Huffington writes that “a journey – one that can also be full of adventure and knowledge – doesn’t have to involve planes and cars and passports. The benefits of a journey are always available simply by walking.”
In truth Huffington does not envision walking at the State Fair…Though hers is a more bucolic background with references to communing with nature, I kept thinking of the common experience I was enjoying. I was alone, anonymous, in a sea of nature (albeit human), devoid of technology (since none that I possess could either cope or compete), in a reflective – and learning – mode. The Fair, if visited in the guise of a disengaged observer, frees the spirit – no deadlines, no meetings, no business at all except to soak it all in.
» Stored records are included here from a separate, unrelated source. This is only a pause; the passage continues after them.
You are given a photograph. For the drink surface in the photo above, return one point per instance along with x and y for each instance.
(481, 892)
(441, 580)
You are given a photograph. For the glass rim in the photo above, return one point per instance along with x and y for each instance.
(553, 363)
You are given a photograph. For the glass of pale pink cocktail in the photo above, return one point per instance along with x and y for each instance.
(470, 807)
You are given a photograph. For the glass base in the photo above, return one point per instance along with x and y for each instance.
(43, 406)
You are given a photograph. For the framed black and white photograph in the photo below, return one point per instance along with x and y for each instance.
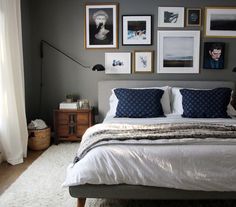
(193, 17)
(136, 30)
(170, 16)
(214, 53)
(178, 51)
(220, 22)
(143, 61)
(101, 25)
(118, 63)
And then there’s the walking. A leisurely walk to Heritage Square is a healthy hike, if one pauses for an irresistible ice cream cone (caramel denali). The trek to the horse barns or the art gallery or a real tour of International Square puts some wear on the sneakers. Even the MPR booth on Nelson and Jackson is a healthy jaunt, especially if you start at the North end of the grounds.
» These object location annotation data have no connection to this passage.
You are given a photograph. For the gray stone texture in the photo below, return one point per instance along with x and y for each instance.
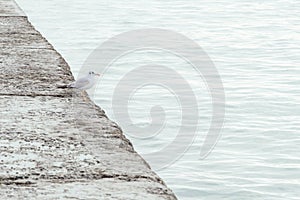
(49, 149)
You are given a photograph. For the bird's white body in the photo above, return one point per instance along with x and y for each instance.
(86, 82)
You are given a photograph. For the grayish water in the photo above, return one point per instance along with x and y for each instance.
(255, 47)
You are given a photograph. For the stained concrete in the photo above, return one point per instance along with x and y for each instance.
(49, 149)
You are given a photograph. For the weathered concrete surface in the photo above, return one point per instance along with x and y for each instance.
(48, 149)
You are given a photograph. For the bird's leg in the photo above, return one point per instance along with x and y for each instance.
(84, 96)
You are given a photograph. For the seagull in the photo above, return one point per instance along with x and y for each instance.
(83, 83)
(86, 82)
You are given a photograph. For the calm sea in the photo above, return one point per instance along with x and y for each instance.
(255, 46)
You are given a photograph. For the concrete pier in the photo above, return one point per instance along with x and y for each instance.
(48, 149)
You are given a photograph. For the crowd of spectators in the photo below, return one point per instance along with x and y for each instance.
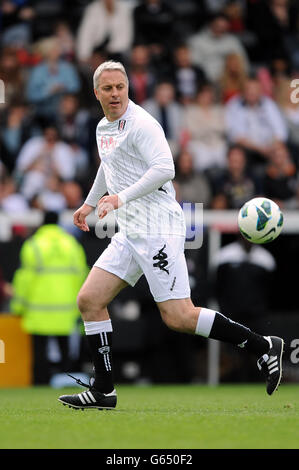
(216, 74)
The wonder is that the blocks slip by as the mind drifts, occasionally soars, trying to capture the essence of The Fair. The infants in arms, physically challenged amputees negotiating the Grandstand steps, families in matching day-glo t-shirts designed to keep the brood in tow, 4-Hers shuffling their prize winning efforts, high school bands marching proudly behind the Kemp’s cow, ethnic food vendors, groomers and trainers of domesticated animals, politicians, exhausted workers, homegrown royalty, artists, musicians, dancers, farmers, crafters, cooks and others who take well-earned pride in their efforts. Each vignette is a story demanding the sort of reflection that germinates during a long walk to the next story.
In Huffington’s construct her models walked for various reasons: for Jefferson, the purpose of walking was “to clear the mind of thoughts,” a theory that discourages mobile thinking about life, the universe and the essence of Minnesota. Nietzsche, on the other hand, believed that “all truly great thoughts are conceived while walking” while Hemingway saw walking as “a way of developing his best thoughts while mulling a problem.” Walking at the Fair is not about thinking deep thoughts or even mulling a problem. Still, it’s a sort of mindless thinking that has therapeutic implications.
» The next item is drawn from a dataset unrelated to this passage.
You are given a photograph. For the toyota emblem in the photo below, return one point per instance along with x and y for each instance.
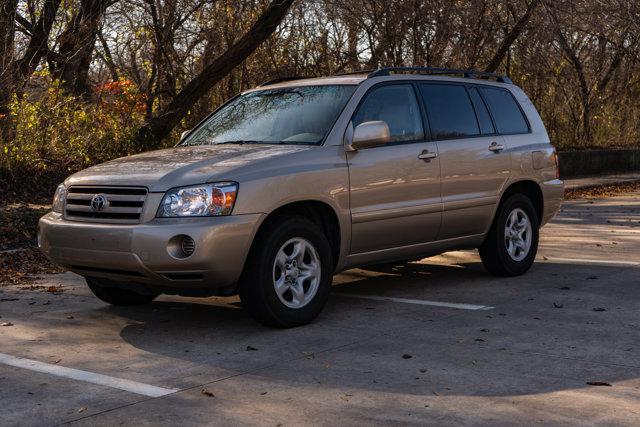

Huffington concludes that “maybe the connection between our minds and our legs is that one of them is going to wander. Sit still and our minds want to ramble – get up and start walking and our minds can slow down and be focused. Perhaps forcing the brain to process a new environment allows it to engage more fully. “
Obviously, normal people go to the State Fair for entertainment, food, maybe even to snag an inflated giraffe, the thrill of the space needle or the chance to kick tires at the remnants of Machinery Hill.
My personal preference is to imagine the Fair as an annual opportunity to “move through the world not just physically, but spiritually.” Huffington quotes Geoff Nicholson writing in The Lost Art of Walking: The History, Science and Literature of Pedestrianism: ‘Writing is one way of making the world our own, and…walking is another.”
That’s what I was thinking about as one of the hundreds of thousands of Minnesotans – and neighbors – mentally unleashed for hours at the Fair. I’m glad no one asked what was on my mind.